Костя собрал хлысты, перепоясал их канатом и подцепил трос. Пачка получилась объемистой. Ее бы разделить на две-три ездки, как он делал раньше. Но уж больно возить далеко. Сколько зря спалишь горючего, да и времени жаль.

Он вскочил в кабину трактора, включил скорость. Трос натянулся, но пачка не двигалась.

- Не возьмет. Зря стараешься, - подошла Лиза. - Тяжело больно!

- А мы заставим взять!

Трактор попятился. Затем рванул вперед. Пачка дрогнула и, разгребая комлями сугробы, нехотя поползла.

Машина встала, буксуя. Костя нажал на газ. В муфте сцепления раздался резкий стук. Костя побледнел. Трактор дернулся и замер. До дороги оставалось еще не менее двухсот метров. Завтра сюда придут лесовозы. Было обидно, что в такой неподходящий момент подвели серьги маховика.

Увязая в снегу, из-за сосновых зарослей вышел Маковеев. Он окинул взглядом собравшихся у трактора девчат.

- Что, заглушил?

- Серьги полетели, - разгибаясь, неохотно отозвался Костя. Маковеев потемнел:

- Да ты что же это? Кто такую пачку цепляет по бездорожью!

- Хотел побыстрее, - угрюмо признался Костя.

Маковеев достал из кармана папиросы. Спички не зажигались, ломались. Он скомкал папироску и бросил в сугроб.

4

Костя вернулся в Красный бор перед вечером. Девчата уже разошлись по домам. На делянках валялись обрубленные хлысты, в кучах лежали собранные сучья.

Бросив на снег запасные части, Костя поднял капот, и тут его взгляд встретился со взглядом Буравлева. Лесничий сидел в кабине и что-то записывал в блокнот.

"Торчит, как сыч на колу... - с досадой подумал Костя. - Ни вздоху, ни выдоху от начальства".

Уловив на его лице недовольство, Буравлев спросил:

- Я не мешаю тебе? Мне тут кое-что записать надо...

- Нет, что вы!.. - смутился Костя. - Записывайте.

Он наклонился над мотором и начал отвинчивать гайки. Работал усердно и долго, пока не занемела поясница. Когда разогнулся, в кабине Буравлева уже не было.
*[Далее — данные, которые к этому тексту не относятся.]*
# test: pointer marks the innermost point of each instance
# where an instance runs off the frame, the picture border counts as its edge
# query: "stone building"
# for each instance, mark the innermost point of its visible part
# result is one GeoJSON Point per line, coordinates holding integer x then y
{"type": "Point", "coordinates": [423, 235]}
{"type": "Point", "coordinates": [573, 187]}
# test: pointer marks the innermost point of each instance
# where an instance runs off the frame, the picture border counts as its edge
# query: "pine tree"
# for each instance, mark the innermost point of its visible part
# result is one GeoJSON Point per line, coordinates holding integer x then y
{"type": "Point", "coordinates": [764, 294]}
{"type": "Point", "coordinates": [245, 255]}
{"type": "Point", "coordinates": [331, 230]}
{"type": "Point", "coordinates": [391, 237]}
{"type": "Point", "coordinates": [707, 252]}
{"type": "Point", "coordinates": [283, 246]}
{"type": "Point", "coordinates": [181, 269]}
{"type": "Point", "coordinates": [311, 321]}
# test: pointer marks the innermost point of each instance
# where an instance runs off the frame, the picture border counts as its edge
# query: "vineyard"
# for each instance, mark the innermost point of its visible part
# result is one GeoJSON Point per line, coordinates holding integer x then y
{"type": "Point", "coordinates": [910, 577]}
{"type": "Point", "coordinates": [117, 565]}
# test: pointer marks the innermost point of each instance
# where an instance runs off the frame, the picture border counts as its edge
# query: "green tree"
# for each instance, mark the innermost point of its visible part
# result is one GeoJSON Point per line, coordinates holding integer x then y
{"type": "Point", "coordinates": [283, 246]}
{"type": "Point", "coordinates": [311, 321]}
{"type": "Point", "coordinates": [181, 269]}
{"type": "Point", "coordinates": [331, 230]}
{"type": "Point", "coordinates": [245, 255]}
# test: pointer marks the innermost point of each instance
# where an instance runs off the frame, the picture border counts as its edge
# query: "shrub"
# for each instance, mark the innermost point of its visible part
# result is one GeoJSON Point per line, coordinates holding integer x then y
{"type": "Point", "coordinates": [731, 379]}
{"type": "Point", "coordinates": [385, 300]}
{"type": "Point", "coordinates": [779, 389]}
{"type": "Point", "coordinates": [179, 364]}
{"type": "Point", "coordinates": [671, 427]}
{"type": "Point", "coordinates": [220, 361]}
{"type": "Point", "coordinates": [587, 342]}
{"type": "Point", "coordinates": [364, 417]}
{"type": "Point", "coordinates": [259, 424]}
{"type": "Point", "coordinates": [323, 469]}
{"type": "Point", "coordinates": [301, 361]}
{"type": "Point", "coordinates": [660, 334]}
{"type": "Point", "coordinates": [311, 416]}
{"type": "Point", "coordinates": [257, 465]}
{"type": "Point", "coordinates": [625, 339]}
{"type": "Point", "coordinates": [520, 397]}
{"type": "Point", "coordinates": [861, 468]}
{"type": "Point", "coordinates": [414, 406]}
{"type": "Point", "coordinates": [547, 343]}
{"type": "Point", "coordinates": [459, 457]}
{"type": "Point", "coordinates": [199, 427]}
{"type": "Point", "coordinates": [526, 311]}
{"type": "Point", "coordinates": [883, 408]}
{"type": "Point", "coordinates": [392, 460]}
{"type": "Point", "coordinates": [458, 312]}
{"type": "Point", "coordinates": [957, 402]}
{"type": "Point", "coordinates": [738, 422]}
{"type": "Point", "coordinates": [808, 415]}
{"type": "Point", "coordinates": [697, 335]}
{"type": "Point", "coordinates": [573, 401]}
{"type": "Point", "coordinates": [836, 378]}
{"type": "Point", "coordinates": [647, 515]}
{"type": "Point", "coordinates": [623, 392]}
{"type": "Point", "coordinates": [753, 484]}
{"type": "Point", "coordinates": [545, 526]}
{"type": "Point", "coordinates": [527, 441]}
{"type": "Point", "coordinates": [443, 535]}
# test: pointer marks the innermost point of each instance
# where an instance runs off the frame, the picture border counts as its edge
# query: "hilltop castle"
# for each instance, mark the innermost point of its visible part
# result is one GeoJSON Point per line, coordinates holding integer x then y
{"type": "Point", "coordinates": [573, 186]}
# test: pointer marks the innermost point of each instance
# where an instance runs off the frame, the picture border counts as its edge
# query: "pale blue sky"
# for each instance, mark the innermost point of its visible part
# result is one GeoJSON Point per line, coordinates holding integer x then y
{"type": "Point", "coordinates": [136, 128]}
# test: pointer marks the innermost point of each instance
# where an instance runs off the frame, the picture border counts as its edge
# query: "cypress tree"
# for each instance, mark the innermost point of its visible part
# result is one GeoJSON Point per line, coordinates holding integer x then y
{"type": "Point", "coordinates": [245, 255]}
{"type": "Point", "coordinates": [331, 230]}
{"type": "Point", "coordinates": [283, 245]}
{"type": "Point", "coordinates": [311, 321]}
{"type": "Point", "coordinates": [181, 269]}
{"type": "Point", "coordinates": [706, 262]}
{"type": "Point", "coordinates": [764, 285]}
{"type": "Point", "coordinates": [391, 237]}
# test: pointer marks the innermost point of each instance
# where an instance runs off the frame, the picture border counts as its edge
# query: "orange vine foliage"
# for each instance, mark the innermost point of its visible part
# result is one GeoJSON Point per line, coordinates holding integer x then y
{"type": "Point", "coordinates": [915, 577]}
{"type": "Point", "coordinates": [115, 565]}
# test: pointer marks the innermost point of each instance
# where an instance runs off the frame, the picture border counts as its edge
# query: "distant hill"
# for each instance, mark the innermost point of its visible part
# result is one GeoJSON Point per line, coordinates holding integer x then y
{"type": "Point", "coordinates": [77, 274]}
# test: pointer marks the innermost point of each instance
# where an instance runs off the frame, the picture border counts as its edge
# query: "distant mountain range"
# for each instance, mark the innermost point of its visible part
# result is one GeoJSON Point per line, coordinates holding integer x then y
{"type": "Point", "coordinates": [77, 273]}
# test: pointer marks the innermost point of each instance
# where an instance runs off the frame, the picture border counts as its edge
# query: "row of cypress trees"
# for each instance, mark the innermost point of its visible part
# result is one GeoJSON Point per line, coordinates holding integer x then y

Косте стало неловко перед этим человеком, о котором так плохо подумал.

...Утром, когда девчата пришли на участок, бревен там не оказалось. Лишь у сосны одиноко стоял трактор, а в кабине, склонясь над рычагами, спал Костя.

- Не трогайте его, - попросила Наташа. - Человек до утра мытарился.

- Пожалела!.. - Щеки Лизы покрылись малиновыми пятнами.

ГЛАВА ВТОРАЯ

1

Буравлев еще до паводка решил пересмотреть все урочища, чтобы заранее наметить делянки под вырубки. А заодно, пока лежит снег, провести учет зверей и боровой птицы.

У спуска к безымянной речушке горбилась старая береза. Кора на ее изогнутом стволе потрескалась и огрубела. Тонкие покрасневшие ветви едва не касались гребешков сугробов. Очевидно, летом под ней, как в шалаше, спасались от жгучих лучей солнца купальщики, отдыхали косари.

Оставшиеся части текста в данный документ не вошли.